Adopt a Dataset: Classroom Edition

Exercise design and goal

This exercise is designed to get students familiar with a single study within ICPSR’s catalog. It would be especially useful in a course in which students have been introduced to research-related concepts such as sampling, data collection, or hypotheses and variables. The types of questions asked are the kinds of things one should keep in mind when exploring and evaluating data for secondary analysis.

Finding a dataset

You can leave the “adoption” wide open – have your students go to https://www.icpsr.umich.edu and put in search terms of interest to them, or narrow the list based on course topics or the list of “adoptable data” ICPSR puts out annually for Love Data Week (included in the “Activity: Adopt a Dataset”).

The activity relies on the structured information provided for data in ICPSR’s curated collection, so if having students do searches, it is recommended to remove self-published data from the results using “-openicpsr.” 

Once students have found a dataset

Congratulations on the adoption of your dataset! Now let’s explore and get to know more about those data.

Answer the following questions, using information that can be found on the study’s homepage, to help you gain a better understanding of what and who is in the data, what can be done with the data, and what makes these data special:

  1. Which study/dataset did you adopt? Include the title, alternative title (if applicable) and ICPSR study number that is found in parentheses after the title.
  2. Is this study part of a larger series of studies?
    1. If so, what is the series? How many studies are in the series?

For the next series of questions, use the tab sections (e.g., “At a Glance” or “Data & Documentation) other than “Project Description” to find the information.

Using the “At a Glance” tab:

  1. Briefly describe, in your own words, the purpose of the study.
  2. Are these data from a survey or some other source? If “other,” what was the source?
  3. How were these data collected or compiled (for example, if it’s a survey, was it done online, by phone, paper-and-pencil, or face to face)? By whom? When?
  4. Is the study about individual people, organizations, or something else (and what)?
  5. Who or what is the study meant to represent – that is, what is the universe? Think about geographic locations as well as any specific subpopulations such as age or racial categories.
  6. How would you cite the study if you were to use the data in a project?
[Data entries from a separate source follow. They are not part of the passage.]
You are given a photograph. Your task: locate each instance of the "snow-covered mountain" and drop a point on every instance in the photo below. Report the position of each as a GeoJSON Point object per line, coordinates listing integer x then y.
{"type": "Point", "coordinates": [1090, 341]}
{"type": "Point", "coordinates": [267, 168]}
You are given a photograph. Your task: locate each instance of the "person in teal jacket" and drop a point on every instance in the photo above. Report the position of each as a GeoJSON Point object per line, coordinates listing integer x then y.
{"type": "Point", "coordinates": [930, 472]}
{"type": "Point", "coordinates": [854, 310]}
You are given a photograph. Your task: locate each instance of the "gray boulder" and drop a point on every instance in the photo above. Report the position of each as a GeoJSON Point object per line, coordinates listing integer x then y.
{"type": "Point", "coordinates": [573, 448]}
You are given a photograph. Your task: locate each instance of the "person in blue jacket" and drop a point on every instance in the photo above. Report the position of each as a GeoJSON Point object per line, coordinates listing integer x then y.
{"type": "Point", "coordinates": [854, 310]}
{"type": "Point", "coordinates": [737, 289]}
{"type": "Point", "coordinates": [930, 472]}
Next, look at the “Data & Documentation” tab:

  1. How many datasets are included in the study? Are any of them restricted?
  2. In what file formats are the public-use (i.e., not restricted) data available?

Using the “Variables” tab or “Explore Data” button:

If neither is an option, you’ll need to download the codebook for one of the datasets. This can be done by clicking the dropdown menu under “Download” next to the dataset of your choice and selecting “Codebook” or “ICPSR Codebook.”
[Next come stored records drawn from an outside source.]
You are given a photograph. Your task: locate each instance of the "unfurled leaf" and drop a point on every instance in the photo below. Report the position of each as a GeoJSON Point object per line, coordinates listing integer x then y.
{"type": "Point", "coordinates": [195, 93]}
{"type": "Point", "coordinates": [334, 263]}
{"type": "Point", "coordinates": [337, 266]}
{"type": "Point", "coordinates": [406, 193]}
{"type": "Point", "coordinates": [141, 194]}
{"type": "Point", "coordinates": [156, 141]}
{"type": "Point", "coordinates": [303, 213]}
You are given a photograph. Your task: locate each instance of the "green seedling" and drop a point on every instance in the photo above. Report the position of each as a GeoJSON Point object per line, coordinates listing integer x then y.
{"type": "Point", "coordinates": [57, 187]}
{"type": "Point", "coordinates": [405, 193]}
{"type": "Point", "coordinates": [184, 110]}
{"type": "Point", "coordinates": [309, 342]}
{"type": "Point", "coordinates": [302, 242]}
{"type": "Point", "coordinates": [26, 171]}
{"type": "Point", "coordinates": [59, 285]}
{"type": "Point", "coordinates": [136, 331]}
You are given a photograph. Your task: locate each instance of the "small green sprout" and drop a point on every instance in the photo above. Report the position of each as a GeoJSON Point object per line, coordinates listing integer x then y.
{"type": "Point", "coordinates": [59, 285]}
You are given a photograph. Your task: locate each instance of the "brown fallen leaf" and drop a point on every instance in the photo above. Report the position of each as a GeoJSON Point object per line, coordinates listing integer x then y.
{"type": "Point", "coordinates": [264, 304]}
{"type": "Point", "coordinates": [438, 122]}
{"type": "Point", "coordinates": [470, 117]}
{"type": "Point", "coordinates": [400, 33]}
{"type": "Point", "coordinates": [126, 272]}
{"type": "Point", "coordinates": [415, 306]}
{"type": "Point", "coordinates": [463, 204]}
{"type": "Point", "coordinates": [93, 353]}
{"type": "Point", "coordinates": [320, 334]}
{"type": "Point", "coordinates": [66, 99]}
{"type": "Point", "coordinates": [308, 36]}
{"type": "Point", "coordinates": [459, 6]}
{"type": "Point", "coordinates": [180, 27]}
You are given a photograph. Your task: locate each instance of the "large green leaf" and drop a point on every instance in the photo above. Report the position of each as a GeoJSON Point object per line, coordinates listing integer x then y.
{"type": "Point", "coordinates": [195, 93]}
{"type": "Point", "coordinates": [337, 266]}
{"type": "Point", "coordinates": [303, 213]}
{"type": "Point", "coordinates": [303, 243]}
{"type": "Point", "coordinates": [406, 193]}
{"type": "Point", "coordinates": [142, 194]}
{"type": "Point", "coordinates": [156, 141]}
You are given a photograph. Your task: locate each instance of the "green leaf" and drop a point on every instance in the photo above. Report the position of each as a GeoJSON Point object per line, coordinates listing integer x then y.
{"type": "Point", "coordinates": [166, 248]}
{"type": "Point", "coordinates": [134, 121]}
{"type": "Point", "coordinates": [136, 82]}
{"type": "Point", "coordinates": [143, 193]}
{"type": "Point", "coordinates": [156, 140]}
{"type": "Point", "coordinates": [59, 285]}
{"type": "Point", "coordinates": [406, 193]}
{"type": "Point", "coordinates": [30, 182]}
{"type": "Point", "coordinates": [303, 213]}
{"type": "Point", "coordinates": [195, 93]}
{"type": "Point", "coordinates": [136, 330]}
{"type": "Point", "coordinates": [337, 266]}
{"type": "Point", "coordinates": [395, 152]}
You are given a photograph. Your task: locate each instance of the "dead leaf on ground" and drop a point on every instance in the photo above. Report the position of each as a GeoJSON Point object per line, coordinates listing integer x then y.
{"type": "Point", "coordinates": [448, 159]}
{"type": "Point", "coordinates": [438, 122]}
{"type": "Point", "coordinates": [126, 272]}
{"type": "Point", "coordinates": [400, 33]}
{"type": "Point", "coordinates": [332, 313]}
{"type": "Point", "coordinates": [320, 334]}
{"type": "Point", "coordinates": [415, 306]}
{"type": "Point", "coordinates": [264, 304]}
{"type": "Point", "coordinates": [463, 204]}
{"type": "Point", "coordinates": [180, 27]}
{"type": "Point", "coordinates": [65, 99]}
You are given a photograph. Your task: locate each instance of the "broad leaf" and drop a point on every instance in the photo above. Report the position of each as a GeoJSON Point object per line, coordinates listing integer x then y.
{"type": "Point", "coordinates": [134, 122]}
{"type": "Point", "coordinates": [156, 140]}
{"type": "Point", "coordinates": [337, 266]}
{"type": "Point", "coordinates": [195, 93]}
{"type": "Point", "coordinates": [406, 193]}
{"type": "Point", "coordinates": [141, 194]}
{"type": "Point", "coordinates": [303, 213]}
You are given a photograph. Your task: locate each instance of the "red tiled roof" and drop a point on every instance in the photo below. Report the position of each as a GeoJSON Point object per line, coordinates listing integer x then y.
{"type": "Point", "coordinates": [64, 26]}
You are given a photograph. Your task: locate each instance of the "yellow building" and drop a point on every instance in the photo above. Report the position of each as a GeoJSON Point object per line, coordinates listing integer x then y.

  1. Explore the variables and find some that look interesting to you. Choose at least two and list the
    1. Variable name
    2. Variable label (if there is one)
    3. Question text (if present)
    4. Most common answer for that variable (note, some variables don’t have a single “common answer” – in that case, describe what you see in the frequency table or summary statistics).
  2. Given what you learned about the project from the summary, were there variables you didn’t expect to find or, conversely, things you were surprised weren’t there? Describe anything unexpected.

Finally, use the “Data-related Publications” tab to answer the following:

  1. How many publications have been linked to this study?
  2. What are some of the topics these data have been used to study?
  3. Briefly describe the key findings from at least one related publication.
  4. Do the publications seem to be written by a variety of researchers, or mainly those associated with the original project?

Now, think about all of the information you have just learned from the perspective of a researcher interested in the data.

  1. Describe any characteristics that make these data unique – such as following the same people over time, including a group of people or organizations that seem understudied, or asking a detailed set of questions about a particular topic or questions about a wide range of topics, etc.
  2. Think of a hypothesis that could be tested using these data and share that here:
  3. Identify any potential limitations of the study a researcher would want to be aware of before using the data. For example, is the number of cases or variables very small, the data collected a long time ago, or key questions not included?
  4. What else, if anything, would you like to know about the data to determine whether they’d be useful for a research project?

The text and questions in this activity can be used as a whole or modified to meet your classroom needs! This activity is covered by a Creative Commons CC BY-NC (attribution, non-commercial) license.